Tuesday, January 04, 2011

End times for the credit card?

Despite all of their security issues, I've never thought credit cards would go away. I figured one day banks would become liable for identity theft, and credit card companies would fix their broken-by-design security models.

I never thought credit cards would just go away -- until today. Today I went to pay my American Express Blue cash back statement. I do this monthly, it's usually a minor nuisance. Today, however, I found a newish web site. It feels Flash based. It features obnoxious, flickering ads. It made me do a security reset. The "feedback" button didn't render correctly in Safari, it wasn't the only rendering problem (just the most ironic one). To add injury to injury, the new site told me AMEX was making some incomprehensible change to its cash back program next March. I don't think that change is meant to please me.

I've seen this kind of service regression before. It doesn't end well.

It's a sign that the smart people at AMEX have abandoned ship. That fits with news coverage of the woes of the credit card business. Credit card margins are being squeezed, their prime victims, people who paid interest, have gone bankrupt.

We've all heard stories for years about a replacement for the credit card. It hasn't happened, but maybe this year will be different.


Ramakant Yadav said...

Absolutely shocking that in the US, there is no three-factor-authentication for credit cards. In India, we have to use a one time password that is valid for 4 minutes if we want to use credit cards on-line. It is a law, citibank follows it, hsbc follows it and so do all the other private and public banks.

I was shocked when Citibank only asked for my card number, cvv number and card expiry date when I tried to do some business on godaddy.com. How is security so completely lax in the on-line world in the US?

However, people in the US get to dispute transactions. In India, there is no such concept. Which means that if my credit card is stolen and used before I notify Citibank about it, then I am liable to pay for everything that was charged on it.

Oh and if I get a defective product and want to return it and the seller refuses to return it, then the bank wont do a thing about it. All banks in India follow the principle that credit cards are like cash.

Of course in offline store transactions, they still follow the ownership principle. If you pulled it out of your pocket, it must be yours.

Typically banks don't do a thing about credit card issues or any other customer issues until the government interferes.

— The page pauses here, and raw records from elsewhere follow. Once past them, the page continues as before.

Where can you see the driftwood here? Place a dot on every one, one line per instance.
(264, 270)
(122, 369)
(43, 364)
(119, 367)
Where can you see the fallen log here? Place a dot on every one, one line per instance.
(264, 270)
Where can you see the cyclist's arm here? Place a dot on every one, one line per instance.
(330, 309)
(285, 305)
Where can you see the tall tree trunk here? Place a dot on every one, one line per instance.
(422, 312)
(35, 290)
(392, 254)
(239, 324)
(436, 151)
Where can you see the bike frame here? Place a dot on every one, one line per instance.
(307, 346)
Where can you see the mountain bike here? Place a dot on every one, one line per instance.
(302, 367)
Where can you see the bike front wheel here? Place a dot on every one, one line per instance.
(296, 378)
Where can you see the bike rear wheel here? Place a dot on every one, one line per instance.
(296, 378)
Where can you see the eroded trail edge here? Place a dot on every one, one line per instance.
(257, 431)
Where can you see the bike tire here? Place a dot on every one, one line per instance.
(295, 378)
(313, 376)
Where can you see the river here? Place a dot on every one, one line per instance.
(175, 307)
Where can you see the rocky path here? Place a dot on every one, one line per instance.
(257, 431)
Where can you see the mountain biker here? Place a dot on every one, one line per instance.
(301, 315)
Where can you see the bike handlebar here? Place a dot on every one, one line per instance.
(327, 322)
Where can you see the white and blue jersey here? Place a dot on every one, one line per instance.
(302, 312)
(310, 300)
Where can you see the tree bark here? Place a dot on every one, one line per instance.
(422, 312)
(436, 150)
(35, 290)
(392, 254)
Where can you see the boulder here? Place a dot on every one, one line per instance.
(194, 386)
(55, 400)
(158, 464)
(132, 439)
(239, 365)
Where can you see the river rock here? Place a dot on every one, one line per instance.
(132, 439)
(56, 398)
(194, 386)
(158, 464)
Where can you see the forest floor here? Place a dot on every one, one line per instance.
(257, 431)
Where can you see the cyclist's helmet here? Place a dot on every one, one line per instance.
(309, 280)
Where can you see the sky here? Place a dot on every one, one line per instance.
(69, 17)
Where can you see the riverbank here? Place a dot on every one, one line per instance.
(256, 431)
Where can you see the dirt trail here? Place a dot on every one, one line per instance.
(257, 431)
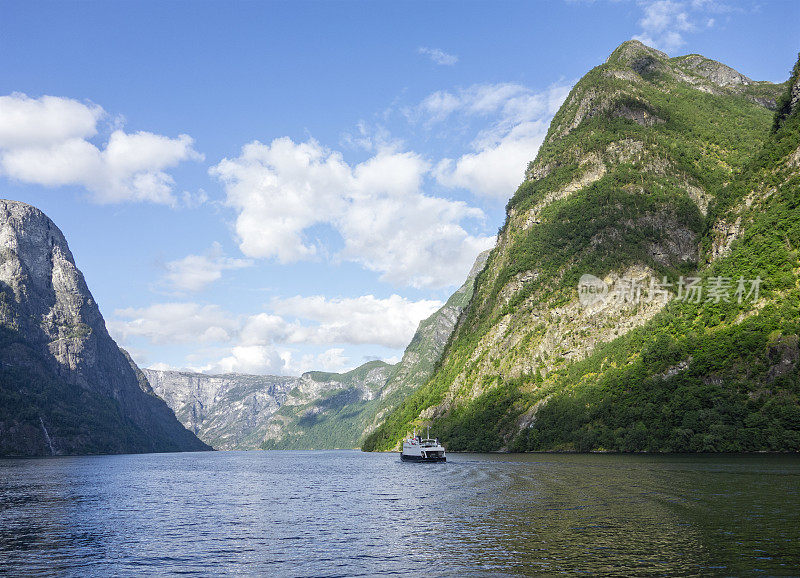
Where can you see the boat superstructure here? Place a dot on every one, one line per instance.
(418, 449)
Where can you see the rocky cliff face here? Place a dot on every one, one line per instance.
(66, 386)
(317, 410)
(634, 172)
(227, 411)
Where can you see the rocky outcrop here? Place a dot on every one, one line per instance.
(66, 386)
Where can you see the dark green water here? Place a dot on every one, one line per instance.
(342, 513)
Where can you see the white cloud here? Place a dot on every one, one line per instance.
(388, 225)
(267, 342)
(502, 151)
(164, 323)
(195, 272)
(665, 23)
(438, 56)
(46, 141)
(254, 359)
(389, 322)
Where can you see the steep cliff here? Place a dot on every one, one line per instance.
(65, 386)
(630, 195)
(317, 410)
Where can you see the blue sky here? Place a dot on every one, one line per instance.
(274, 187)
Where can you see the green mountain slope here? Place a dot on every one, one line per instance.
(649, 171)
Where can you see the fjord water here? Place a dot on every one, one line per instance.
(346, 513)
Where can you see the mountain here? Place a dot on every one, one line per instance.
(317, 410)
(65, 386)
(582, 334)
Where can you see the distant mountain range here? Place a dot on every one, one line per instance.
(317, 410)
(643, 295)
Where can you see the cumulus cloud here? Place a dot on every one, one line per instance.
(519, 118)
(390, 322)
(165, 323)
(665, 23)
(195, 272)
(48, 141)
(267, 342)
(438, 56)
(387, 223)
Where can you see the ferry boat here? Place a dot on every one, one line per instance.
(416, 449)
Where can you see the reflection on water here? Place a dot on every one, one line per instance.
(345, 513)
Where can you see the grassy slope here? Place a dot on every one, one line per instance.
(704, 139)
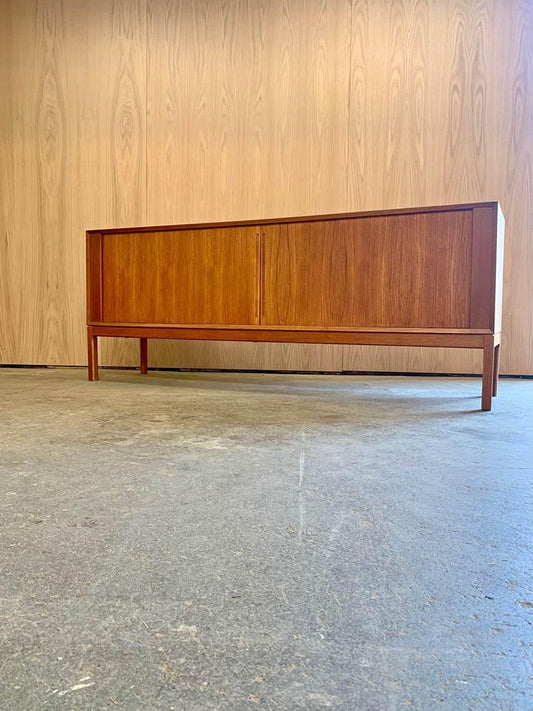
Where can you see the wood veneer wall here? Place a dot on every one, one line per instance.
(129, 112)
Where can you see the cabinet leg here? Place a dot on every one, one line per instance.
(488, 375)
(144, 355)
(496, 370)
(92, 359)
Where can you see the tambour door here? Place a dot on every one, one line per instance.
(407, 270)
(193, 276)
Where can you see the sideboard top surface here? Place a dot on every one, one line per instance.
(300, 218)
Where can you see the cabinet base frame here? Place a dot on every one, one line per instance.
(425, 338)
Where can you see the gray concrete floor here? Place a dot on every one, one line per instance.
(227, 541)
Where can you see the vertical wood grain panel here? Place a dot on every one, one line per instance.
(8, 233)
(248, 118)
(514, 158)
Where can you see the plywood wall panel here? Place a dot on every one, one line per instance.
(126, 112)
(247, 118)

I get the impression that most of the customer-friendly features that banks implement are mandated by government.

JGF said...

Credit card fraud in the US is very common.

It's so lax because in the US banks almost always absorb the cost of fraudulent transactions that customer's notice. Fraud that goes undetected is paid by the customer.

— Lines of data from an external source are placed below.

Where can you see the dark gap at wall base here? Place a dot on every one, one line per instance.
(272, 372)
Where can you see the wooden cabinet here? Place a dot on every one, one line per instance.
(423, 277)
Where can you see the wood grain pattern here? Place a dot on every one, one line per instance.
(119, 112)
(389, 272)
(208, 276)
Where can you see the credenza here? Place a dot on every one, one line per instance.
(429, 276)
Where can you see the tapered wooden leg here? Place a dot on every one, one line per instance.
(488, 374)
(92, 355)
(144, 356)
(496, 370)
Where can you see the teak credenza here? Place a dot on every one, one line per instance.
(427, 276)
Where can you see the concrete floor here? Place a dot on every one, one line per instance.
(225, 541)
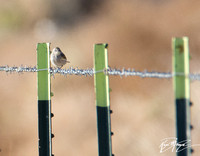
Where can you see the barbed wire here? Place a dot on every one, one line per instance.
(90, 72)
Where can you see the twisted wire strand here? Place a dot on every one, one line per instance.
(90, 72)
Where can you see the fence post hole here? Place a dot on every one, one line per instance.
(101, 82)
(181, 85)
(44, 99)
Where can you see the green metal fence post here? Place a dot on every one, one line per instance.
(44, 99)
(182, 93)
(101, 82)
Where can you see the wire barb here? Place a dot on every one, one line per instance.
(91, 72)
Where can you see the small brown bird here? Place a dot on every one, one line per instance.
(58, 58)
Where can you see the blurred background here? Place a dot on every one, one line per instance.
(139, 34)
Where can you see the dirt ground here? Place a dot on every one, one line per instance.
(139, 35)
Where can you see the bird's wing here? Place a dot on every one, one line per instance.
(63, 56)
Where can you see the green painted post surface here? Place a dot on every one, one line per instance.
(44, 101)
(102, 100)
(181, 67)
(181, 85)
(43, 63)
(101, 80)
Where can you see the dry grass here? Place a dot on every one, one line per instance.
(139, 36)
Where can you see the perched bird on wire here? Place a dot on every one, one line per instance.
(58, 58)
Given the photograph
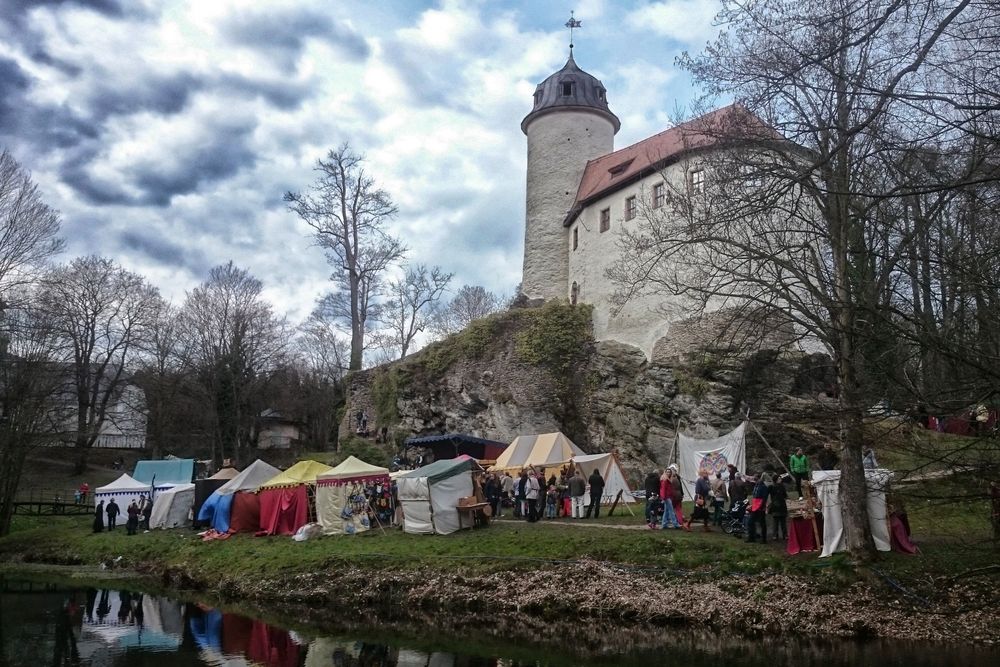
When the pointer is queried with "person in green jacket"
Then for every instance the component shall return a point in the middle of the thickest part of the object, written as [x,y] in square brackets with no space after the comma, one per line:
[798,463]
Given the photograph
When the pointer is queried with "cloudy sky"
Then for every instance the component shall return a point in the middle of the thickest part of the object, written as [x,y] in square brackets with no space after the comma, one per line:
[167,131]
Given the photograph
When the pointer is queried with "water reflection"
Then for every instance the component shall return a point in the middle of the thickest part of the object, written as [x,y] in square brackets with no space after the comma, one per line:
[46,624]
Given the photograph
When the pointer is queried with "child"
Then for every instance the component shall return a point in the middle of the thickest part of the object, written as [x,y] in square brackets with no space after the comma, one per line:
[551,497]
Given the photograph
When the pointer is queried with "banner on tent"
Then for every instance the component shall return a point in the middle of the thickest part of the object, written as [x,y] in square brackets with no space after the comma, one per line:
[713,455]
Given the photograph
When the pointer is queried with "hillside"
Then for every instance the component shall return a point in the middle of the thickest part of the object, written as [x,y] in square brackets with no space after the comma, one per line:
[536,370]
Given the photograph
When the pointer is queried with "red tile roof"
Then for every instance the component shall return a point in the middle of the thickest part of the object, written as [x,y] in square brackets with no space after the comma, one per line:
[610,172]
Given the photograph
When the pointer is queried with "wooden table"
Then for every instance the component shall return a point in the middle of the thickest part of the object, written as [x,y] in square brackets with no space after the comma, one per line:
[470,511]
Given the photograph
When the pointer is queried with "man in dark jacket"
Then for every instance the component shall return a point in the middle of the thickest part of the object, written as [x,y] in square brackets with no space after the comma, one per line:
[596,491]
[758,510]
[112,510]
[652,486]
[577,489]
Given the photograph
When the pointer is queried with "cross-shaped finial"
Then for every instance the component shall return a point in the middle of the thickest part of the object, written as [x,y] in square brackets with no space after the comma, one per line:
[572,24]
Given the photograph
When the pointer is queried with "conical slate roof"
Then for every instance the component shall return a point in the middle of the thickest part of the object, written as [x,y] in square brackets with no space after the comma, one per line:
[570,89]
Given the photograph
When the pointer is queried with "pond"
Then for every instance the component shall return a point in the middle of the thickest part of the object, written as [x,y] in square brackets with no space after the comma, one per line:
[45,623]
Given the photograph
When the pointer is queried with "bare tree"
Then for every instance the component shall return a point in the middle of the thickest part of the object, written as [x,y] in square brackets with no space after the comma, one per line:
[796,214]
[29,228]
[471,302]
[348,213]
[409,304]
[101,315]
[234,341]
[31,412]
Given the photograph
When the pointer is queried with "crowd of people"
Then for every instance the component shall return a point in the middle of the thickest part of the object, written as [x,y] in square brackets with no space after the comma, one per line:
[532,497]
[137,515]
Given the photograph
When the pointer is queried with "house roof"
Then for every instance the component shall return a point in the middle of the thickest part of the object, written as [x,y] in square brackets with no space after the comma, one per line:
[608,173]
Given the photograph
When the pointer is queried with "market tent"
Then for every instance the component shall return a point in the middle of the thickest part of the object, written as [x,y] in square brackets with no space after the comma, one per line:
[284,499]
[172,507]
[611,471]
[167,472]
[827,483]
[343,494]
[203,488]
[235,505]
[429,495]
[537,451]
[124,490]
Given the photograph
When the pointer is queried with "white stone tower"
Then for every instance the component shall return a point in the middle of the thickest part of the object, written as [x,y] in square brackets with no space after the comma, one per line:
[569,124]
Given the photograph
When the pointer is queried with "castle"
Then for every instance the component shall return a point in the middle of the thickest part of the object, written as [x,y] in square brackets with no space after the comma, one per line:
[580,194]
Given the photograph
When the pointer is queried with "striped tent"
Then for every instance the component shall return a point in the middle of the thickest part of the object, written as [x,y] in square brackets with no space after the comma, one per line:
[539,451]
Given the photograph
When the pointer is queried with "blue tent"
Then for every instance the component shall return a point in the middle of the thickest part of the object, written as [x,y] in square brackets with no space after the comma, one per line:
[169,471]
[217,509]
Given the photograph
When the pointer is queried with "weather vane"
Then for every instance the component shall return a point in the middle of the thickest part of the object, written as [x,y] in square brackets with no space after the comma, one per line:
[572,24]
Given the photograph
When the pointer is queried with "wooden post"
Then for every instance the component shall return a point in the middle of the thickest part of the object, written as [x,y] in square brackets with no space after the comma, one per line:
[811,508]
[769,448]
[611,512]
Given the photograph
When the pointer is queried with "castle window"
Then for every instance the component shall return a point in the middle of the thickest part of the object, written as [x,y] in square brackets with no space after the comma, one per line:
[630,208]
[696,181]
[659,195]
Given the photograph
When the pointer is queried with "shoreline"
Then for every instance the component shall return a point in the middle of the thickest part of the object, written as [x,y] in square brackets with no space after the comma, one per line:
[630,601]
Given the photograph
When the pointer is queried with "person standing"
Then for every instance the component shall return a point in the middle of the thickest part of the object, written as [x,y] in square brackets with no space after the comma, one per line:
[531,491]
[652,487]
[112,510]
[521,502]
[577,489]
[596,492]
[677,495]
[869,461]
[132,523]
[758,508]
[778,509]
[700,512]
[798,464]
[667,494]
[99,518]
[719,498]
[507,486]
[492,491]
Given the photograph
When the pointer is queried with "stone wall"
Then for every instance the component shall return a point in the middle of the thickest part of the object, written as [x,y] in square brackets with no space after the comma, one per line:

Since customers don't pay, there's no political pressure to improve. (Check fraud is different, usually the customer pays.)

Banks pass their fraud costs on to customers in the form of fees and interest.

Now that the credit card margins are shrinking Banks may have trouble passing on fraud losses, so I wonder if they'll get more worried about security.

In India, does the customer pay for fraud losses or the bank?

Ramakant Yadav said...

In India, the customer pays for all transactions that occur on an un-blocked card. It says so in the terms and conditions.

If the card gets stolen, the customers are supposed to call up the bank and hot-list the credit card or debit card.

Until it gets hot-listed, the customer pays for all transactions. Citibank in India does offer card-insurance that covers all payments in this scenario. Unfortunately, none of the other Indian banks[like hdfc, icici, state bank of india etc] offer this feature.

And if you don't pay, until last year, the banks would send hired men to your office and home in order to recover the money. There is no concept of bankruptcy, you pay or you get beaten up.

So last year, the courts took a dim view of the entire "hire recovery agents and harass customers" concept and started ordering the banks to pay compensation to harassed people who would not pay back their credit card dues for whatever reasons.

Right now, citibank is involved in a huge fraud case in its New Delhi branch. Apparently one of the relationship managers took a lot of money and invested it in his personal accounts. Look in google for: citibank fraud India. The customers involved are expected to ask for compensation from citibank. I don't think they are going to get any compensation although the amount of the money involved is Rs 300 Crores.

Rs 300 Crores is 3000 million rupees in english. 45 Rupees is $1.
So that is ....around..60 million dollars give or take 10 million.